A Civil Debate about Open Access

Looking at these two articles about open access and scholarly publishing has made me aware of an online (and open access) journal that I did not know about before, “Script-ed” is the online journal of the Research Centre for Studies in Intellectual Property and Technology.  If these two articles, and the titles of others I have yet to read, are an accurate measure, this is an excellent publication for all interested in “law and technologies in the broadest sense.”

The two articles I want to recommend here are about the cost of open access to publishers, who fear loss of revenue if OA were to become the norm in the academic world, versus the social costs of continuing as things are, where fewer and fewer people have access to significant research as the toll for access to subscription journals rises.

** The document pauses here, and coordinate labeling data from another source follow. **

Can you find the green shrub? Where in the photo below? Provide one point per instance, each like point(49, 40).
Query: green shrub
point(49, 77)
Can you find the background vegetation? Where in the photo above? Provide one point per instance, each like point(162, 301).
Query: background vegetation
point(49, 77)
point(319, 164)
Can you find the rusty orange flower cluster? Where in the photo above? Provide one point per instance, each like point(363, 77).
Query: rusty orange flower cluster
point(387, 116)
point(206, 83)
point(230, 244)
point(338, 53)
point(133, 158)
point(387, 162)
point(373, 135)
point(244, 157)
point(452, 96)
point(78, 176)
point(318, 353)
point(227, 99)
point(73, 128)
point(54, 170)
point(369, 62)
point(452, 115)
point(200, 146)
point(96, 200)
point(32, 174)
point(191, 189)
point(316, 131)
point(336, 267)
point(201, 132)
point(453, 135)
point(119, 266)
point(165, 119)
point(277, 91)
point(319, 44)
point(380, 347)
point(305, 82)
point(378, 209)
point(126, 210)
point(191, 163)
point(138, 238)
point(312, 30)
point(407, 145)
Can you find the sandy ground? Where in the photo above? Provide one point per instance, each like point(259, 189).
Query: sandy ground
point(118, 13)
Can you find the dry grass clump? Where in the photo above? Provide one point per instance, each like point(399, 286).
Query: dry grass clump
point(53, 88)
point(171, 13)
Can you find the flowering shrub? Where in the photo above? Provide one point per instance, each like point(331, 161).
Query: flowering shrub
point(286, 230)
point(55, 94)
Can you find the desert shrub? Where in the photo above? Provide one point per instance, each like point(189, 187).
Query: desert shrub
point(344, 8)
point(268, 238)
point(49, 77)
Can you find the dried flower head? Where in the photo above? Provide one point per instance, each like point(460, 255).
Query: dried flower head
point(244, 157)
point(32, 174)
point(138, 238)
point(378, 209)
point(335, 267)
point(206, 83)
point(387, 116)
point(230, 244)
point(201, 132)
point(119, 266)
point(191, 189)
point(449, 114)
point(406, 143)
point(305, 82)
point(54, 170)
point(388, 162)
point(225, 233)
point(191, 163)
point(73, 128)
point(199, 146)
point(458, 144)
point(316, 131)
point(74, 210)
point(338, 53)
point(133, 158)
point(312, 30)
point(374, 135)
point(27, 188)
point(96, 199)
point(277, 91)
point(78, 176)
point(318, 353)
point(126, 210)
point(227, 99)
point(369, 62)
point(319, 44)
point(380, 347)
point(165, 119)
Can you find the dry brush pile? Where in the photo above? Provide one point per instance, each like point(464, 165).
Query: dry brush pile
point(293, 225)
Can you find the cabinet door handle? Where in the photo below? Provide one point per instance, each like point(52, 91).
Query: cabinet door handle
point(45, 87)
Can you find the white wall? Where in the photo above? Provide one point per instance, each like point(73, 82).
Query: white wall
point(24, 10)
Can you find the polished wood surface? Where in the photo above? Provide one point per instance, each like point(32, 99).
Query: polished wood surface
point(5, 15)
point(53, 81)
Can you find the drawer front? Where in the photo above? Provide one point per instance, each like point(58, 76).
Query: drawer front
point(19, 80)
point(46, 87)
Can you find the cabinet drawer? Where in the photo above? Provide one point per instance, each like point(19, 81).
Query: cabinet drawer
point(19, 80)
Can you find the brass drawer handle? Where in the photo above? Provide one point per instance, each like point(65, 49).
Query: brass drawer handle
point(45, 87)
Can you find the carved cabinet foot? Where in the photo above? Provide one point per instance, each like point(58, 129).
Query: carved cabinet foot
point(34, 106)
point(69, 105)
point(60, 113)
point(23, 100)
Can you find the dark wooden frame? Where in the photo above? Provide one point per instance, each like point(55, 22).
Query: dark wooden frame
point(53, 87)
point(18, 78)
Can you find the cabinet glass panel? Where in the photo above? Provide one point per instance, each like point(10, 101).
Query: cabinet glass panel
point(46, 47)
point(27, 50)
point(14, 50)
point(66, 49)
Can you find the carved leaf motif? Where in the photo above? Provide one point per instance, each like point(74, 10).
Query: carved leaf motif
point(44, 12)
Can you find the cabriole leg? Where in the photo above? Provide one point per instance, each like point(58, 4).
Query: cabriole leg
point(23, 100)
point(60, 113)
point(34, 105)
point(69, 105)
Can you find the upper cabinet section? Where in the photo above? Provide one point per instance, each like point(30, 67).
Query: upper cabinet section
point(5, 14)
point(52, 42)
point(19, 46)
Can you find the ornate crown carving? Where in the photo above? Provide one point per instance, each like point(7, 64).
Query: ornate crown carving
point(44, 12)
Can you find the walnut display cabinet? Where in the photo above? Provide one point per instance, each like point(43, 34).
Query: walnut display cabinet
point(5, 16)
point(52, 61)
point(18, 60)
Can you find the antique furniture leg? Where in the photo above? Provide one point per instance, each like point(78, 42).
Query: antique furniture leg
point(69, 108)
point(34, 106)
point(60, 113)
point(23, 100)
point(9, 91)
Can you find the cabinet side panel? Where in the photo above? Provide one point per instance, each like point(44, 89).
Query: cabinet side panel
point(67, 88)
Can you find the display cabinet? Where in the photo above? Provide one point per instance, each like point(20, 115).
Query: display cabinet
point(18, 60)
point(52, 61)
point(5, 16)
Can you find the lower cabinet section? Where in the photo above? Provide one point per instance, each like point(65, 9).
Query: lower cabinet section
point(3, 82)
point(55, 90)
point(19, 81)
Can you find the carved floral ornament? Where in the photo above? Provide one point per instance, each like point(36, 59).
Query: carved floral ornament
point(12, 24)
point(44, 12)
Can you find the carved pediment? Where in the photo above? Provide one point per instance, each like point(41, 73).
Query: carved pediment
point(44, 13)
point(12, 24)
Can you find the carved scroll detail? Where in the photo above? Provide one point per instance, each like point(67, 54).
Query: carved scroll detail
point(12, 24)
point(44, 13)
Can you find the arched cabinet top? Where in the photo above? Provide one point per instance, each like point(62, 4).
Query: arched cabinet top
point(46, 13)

From the perspective of an academic publisher, Kevin Taylor’s article is a calm and reasonable account of the current situation.  He recommends, and apparently practices at Cambridge University Press, where he is IP Director, sensible and even enlightened copyright policies for academic publishing.  It is only when he talks specifically about open access that he raises some fears that are not very well-founded.

In his response to Taylor’s article, A.A. Adams carefully refutes these fears and offers a font of helpful information about open access.  Perhaps his most important point is that book publishing in the academic world is very different that the business of publishing journal articles.  Academic authors do not write articles to gain direct economic benefit, which makes OA an important and entirely beneficial option in the world of articles, where it might be more contested if we were talking about monographs.

Adams’ section on “Routes to Open Access” is a superb introduction to the arcane jargon of the OA movement, explaining very clearly what green and gold OA are and how the various versions of these two “roads” to OA can work.